Microsoft 365 misconfiguration

• Microsoft 365 includes over 120 security settings, but most are disabled by default. Many IT departments are only familiar with a small subset, leaving organizations unknowingly exposed. A full assessment and configuration review are critical to reduce risk.

Third-party risk

• Threat actors may not attack you directly, but they may breach a vendor, impersonate them, and reroute payments. Due diligence with third-party providers is a must. Supply chain risk is cybersecurity risk.

Creating a culture of vigilance

Fraud prevention is an organizational mindset. Start with these best practices:

• Provide fraud awareness and phishing training. According to the ACFE 2024 Report to the Nations, organizations that implemented this type of training reduced the duration of fraud by up to 62%.
• Conduct annual fraud and cyber risk assessments
• Enforce audit trails in financial systems to track edits to recorded transactions
• Monitor for excessive and unusual journal entries in control accounts
• Immediately revoke access for employees or volunteers who exit
• Include HR, Finance, Legal, and IT in your incident response planning
• Test your response plan; don't let it gather dust

When IT isn't enough: Rethinking outsourcing

About 42% of not-for-profits outsource their IT, but many mistakenly assume that includes cybersecurity, a poll during our webinar, “Fraud risk management for not-for-profits: Protect your mission”, found. Most managed service providers (MSPs) focus on help desk tasks and operations, not threat prevention. Their business model – flat monthly fees – often discourages proactive security work.

If you outsource:

• Audit what your MSP is doing for cyber
• Ask for documentation of security controls
• Engage a third-party to review and test your cybersecurity setup

As cybersecurity becomes more complex, it demands specialization.

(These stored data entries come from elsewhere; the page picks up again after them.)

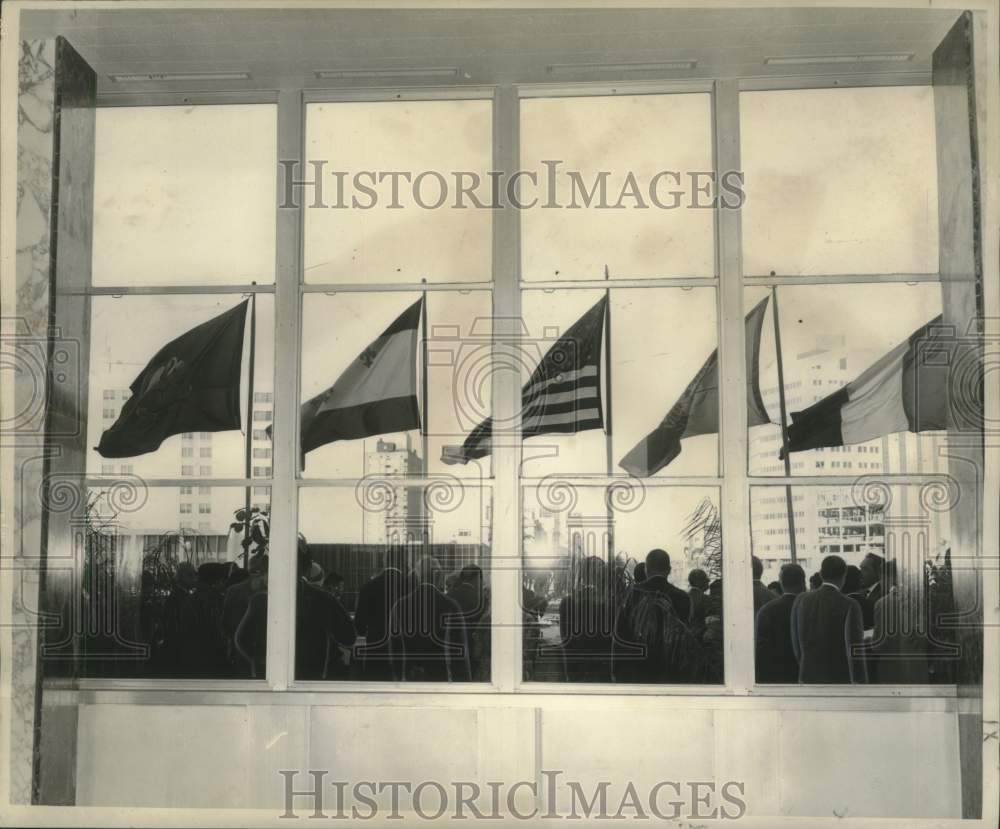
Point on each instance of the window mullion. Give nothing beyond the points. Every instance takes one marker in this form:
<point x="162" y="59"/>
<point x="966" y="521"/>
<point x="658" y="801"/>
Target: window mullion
<point x="505" y="562"/>
<point x="284" y="494"/>
<point x="738" y="594"/>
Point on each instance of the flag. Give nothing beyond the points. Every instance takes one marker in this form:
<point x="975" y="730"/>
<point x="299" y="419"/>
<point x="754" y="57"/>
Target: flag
<point x="563" y="394"/>
<point x="904" y="391"/>
<point x="696" y="411"/>
<point x="192" y="384"/>
<point x="376" y="394"/>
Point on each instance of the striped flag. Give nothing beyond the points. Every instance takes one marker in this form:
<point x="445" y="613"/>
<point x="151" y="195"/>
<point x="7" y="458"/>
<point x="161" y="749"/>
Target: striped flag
<point x="191" y="384"/>
<point x="563" y="394"/>
<point x="696" y="411"/>
<point x="904" y="391"/>
<point x="375" y="395"/>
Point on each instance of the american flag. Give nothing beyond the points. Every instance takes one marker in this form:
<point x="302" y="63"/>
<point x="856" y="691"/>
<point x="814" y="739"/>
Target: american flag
<point x="562" y="395"/>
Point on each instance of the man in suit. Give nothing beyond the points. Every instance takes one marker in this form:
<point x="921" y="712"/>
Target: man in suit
<point x="586" y="624"/>
<point x="697" y="585"/>
<point x="680" y="599"/>
<point x="826" y="627"/>
<point x="761" y="595"/>
<point x="651" y="643"/>
<point x="775" y="657"/>
<point x="376" y="599"/>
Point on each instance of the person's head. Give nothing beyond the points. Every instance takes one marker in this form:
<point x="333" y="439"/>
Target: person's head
<point x="698" y="579"/>
<point x="872" y="569"/>
<point x="890" y="573"/>
<point x="302" y="554"/>
<point x="833" y="569"/>
<point x="715" y="599"/>
<point x="187" y="576"/>
<point x="334" y="582"/>
<point x="852" y="579"/>
<point x="258" y="564"/>
<point x="427" y="571"/>
<point x="792" y="578"/>
<point x="657" y="563"/>
<point x="593" y="571"/>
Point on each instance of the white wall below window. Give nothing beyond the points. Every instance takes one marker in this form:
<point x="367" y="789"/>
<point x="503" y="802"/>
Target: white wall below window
<point x="888" y="763"/>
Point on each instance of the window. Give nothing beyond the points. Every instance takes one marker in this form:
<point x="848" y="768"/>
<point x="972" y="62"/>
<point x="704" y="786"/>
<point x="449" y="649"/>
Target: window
<point x="395" y="509"/>
<point x="137" y="560"/>
<point x="179" y="241"/>
<point x="877" y="215"/>
<point x="576" y="241"/>
<point x="385" y="243"/>
<point x="150" y="229"/>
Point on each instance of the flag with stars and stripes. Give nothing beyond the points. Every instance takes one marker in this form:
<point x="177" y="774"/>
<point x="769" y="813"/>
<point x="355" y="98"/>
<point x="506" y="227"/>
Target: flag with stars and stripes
<point x="563" y="394"/>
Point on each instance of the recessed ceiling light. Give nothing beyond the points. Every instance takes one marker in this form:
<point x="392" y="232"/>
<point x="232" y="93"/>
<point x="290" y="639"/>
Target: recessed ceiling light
<point x="802" y="60"/>
<point x="145" y="77"/>
<point x="657" y="66"/>
<point x="402" y="72"/>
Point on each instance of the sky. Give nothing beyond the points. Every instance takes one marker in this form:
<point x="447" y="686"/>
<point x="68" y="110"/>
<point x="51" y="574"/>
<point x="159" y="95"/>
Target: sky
<point x="837" y="181"/>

Healthcare providers, including specialized clinics, have experienced significant financial losses due to cyberattacks, highlighting the vulnerability of the sector.

Final thoughts: Reduce risk, safeguard your mission

Fraud can’t be eliminated, but it can be contained, mitigated, and managed. Today's IT systems are global doors to your organization. You must build friction into those doors: internal controls, authentication layers, external testing, and continuous monitoring. What's at stake is your credibility, relationships, and mission. Protect what matters, build with intention, and stay vigilant.